Zhang painted a rosy picture of the online video business in China, pointing to the country's 3 billion daily video views and the huge audiences that watch U.S. TV series like The Strain and Z Nation on Sohu.com. Some 1.4 million Sohu.com users watch each new episode of Syfy's Z Nation on the first day of release, he said.
Zhang downplayed recent reports that the Chinese government is cracking down on video companies by making online content comply to the same strict censorship rules that apply to cinema releases or free-to-air television. The government has also introduced a quota capping the total amount of foreign video content online at 30 percent.
"Thirty percent foreign content is around what we have already [on Sohu.com]," Zhang said, arguing that the new regulations, including new online censorship laws, will not hinder the industry's development in China.
"In China, the Internet has always been freer, the regulation always looser than for newspapers, for example," he said. "I think that will continue. [Censorship] has been more about the big screen, the medium that reaches the 1.2 billion people in China, not the Internet."

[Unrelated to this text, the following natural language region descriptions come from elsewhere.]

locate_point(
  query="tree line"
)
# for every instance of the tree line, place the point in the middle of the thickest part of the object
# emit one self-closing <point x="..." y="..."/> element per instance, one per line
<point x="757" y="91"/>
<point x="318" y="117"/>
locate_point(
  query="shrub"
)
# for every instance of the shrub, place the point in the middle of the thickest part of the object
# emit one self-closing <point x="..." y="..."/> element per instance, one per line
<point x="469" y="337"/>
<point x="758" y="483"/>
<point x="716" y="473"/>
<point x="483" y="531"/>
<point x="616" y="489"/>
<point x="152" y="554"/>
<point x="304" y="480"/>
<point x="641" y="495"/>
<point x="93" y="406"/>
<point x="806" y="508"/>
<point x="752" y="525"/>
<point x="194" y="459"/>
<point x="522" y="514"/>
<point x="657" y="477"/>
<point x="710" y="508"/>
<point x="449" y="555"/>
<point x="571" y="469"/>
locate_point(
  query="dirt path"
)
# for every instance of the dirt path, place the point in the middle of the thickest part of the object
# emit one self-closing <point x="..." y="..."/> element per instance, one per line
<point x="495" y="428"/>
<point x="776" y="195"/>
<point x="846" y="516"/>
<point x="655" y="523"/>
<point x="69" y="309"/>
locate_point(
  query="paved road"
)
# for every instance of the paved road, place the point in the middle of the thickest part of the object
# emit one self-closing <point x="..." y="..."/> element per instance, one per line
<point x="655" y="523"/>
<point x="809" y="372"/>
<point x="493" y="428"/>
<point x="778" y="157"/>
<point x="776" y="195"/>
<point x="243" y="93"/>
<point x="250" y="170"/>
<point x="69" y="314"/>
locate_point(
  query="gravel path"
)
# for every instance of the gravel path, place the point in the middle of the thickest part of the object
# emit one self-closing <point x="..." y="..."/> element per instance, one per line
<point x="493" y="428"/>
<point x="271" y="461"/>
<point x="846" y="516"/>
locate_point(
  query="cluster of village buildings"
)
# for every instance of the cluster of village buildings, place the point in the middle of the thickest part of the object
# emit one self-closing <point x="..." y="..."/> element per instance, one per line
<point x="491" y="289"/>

Zhang also had good news for Hollywood, saying Sohu.com, which until now has licensed series exclusively, would begin buying Hollywood movies as well. Sohu.com's platform is free-to-use and backed by advertising, which has made films a difficult proposition in the past, he said. “You can only have one minute of advertising on a film, whereas on 40 episodes [of a TV series] you have 40 minutes of advertising.” The rise in online payment methods in China makes VOD for films a viable option, he argued.

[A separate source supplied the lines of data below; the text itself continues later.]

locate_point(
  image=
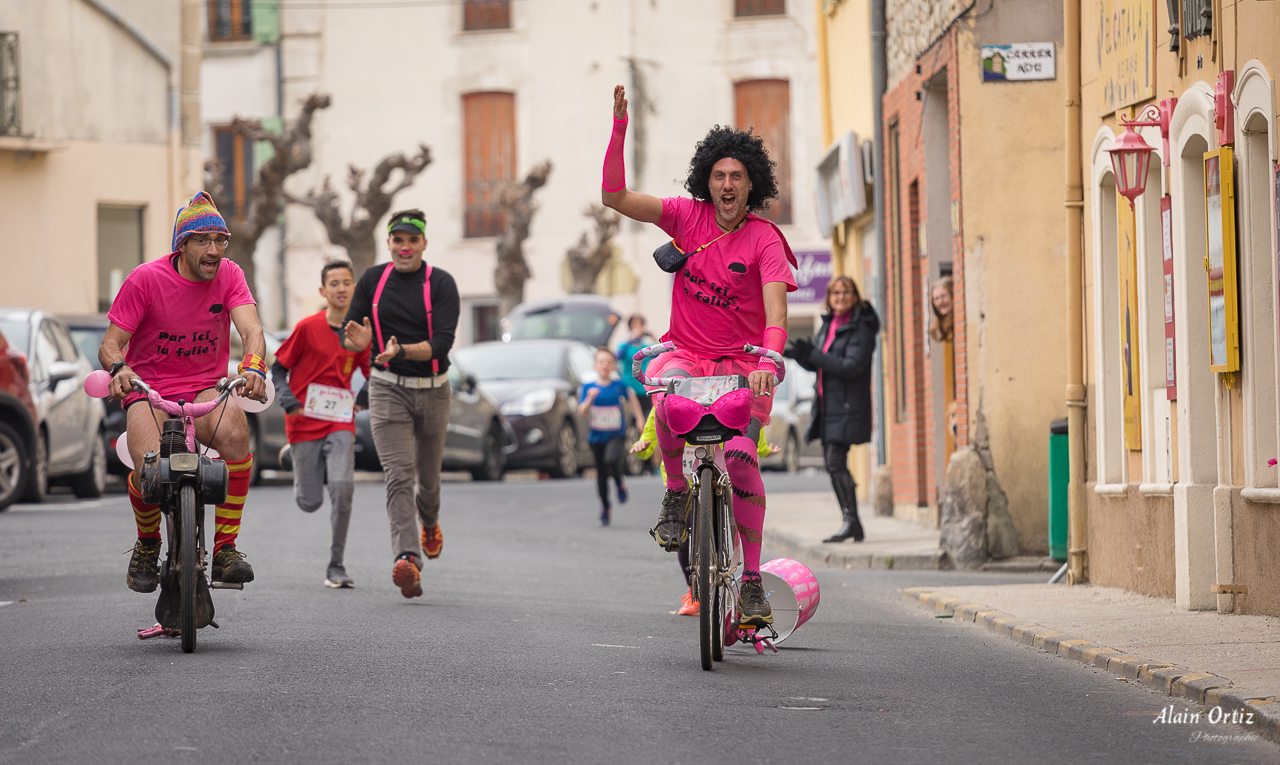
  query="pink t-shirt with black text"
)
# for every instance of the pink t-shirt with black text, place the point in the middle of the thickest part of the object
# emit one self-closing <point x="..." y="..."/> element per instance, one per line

Going forward, Zhang said Sohu.com would be investing heavily in original content, developing online series in house and buying from independent producers in China. But he insisted the company would not buy up or invest in a major studio in China, as competitor Tencent has done, when it paid $69 million for a 4.6 percent stake in film studio Huayi Brothers Media.
Zhang also dismissed the threat to his company from Alibaba, the Chinese Internet group which has a market value of roughly $230 billion following its record-breaking stock listing Sept. 19. Alibaba, an e-commerce site, is expected to use a lot of its new cash to invest in developing its content offerings.
"I don't think Alibaba is really a serious competitor to the existing video companies," Zhang said, arguing that producing content was not in Alibaba's corporate DNA.